The inquiry team has blamed a huge workload for its decision to postpone public hearings scheduled for next spring until January 2007.
it represents the latest in a series of setbacks for the tribunals set up on the recommendation of Canadian judge Peter Cory.
The inquiry team probing allegations of British Crown force collusion in the killing began its work in April and hoped to start public hearings into the high-profile murder by the beginning of next year.
But yesterday it issued a statement revealing that the “complexity of the issues” and the volume of material had forced a delay until January 2007.
Colm Owens, solicitor for Mrs Nelson’s mother Sheila Magee, said the family had recently been told the inquiry start-date was likely to slip from the spring of next year until the autumn.
Noting that the decision to set up the inquiry was announced in November 2004, he said: “We already expressed our disappointment when it was indicated that it would not start in the spring of ‘06. This has come as a further hammer-blow.”
Rosemary Nelson, a 40-year-old mother-of-three who ran her own legal practice in Lurgan, County Armagh, became involved in a number of high-profile cases in the mid-1990s.
She was killed on March 15 1999 when a bomb exploded beneath her car as she drove to work.
Prior to her death she alleged that her life was threatened by members of the security forces, with RUC officers accused of making threats against her while interviewing her clients.
Her complaints attracted widespread media attention when she brought them before a committee of the US Congress.

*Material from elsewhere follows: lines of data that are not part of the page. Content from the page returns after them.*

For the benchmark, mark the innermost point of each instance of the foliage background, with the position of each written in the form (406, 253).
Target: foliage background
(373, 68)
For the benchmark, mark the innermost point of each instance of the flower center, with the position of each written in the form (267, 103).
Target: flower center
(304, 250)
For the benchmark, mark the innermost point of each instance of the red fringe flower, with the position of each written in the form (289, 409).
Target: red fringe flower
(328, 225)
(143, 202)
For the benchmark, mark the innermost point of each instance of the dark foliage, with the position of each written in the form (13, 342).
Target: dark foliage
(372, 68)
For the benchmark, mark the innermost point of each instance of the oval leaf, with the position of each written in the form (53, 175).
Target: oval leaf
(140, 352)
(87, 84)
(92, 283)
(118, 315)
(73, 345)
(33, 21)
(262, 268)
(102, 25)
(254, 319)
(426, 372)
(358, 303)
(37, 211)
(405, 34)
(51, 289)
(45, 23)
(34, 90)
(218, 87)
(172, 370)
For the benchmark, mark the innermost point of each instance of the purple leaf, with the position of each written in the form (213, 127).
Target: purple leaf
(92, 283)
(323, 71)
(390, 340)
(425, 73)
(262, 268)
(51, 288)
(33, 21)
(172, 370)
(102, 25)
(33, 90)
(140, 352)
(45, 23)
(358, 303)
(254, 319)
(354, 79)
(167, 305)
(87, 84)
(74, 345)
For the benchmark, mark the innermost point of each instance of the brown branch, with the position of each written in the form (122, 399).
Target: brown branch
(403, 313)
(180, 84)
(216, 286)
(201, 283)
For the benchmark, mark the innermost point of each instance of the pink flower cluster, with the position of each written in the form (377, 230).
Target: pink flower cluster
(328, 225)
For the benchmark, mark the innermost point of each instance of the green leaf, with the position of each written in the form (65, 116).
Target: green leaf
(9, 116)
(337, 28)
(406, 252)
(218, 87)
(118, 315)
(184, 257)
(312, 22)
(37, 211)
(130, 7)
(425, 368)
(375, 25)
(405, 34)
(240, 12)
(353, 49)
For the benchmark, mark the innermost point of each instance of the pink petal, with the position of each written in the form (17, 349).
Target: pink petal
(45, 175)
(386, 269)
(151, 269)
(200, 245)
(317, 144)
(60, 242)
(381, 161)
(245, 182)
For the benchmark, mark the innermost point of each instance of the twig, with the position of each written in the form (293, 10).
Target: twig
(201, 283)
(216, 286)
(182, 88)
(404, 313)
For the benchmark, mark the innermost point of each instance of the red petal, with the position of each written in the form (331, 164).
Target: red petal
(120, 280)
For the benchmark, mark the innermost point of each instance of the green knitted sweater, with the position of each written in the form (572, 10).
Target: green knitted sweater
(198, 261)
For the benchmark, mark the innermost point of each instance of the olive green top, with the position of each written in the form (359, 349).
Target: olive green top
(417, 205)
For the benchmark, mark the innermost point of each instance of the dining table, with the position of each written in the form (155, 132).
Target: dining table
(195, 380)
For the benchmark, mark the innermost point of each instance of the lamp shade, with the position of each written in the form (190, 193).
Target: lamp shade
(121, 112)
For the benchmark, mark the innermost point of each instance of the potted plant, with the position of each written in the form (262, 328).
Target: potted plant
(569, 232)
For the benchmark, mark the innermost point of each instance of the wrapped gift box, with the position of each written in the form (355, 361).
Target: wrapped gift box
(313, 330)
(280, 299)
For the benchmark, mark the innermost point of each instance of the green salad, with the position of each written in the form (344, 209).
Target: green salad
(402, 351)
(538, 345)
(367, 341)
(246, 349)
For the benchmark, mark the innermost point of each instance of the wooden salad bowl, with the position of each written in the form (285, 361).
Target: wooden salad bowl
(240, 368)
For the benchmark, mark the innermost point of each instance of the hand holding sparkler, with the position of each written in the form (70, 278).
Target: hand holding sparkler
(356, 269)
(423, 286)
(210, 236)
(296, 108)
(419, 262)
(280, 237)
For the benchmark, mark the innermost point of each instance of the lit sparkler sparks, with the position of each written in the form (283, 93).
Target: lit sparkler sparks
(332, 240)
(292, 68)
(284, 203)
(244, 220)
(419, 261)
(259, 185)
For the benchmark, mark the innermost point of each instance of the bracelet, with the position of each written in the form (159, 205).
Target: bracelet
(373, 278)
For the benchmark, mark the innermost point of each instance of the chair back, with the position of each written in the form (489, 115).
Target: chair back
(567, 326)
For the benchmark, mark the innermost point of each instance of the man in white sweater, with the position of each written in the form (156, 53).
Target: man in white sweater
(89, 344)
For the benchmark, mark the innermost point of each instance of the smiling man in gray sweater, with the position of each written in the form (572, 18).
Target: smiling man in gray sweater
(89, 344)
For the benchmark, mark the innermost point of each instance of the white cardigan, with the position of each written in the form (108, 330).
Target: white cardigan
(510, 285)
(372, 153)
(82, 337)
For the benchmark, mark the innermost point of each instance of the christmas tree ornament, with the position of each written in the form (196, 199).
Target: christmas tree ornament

The prominence of her case failed to deter her killers.
* The family of murdered defence lawyer Pat Finucane has held its first ever meeting with Ulster Unionist leader Reg Empey.
The meeting was the latest in a series of discussions which the Finucane family have held with local political parties to highlight their concerns about government-imposed restrictions on a public inquiry into the 1989 murder.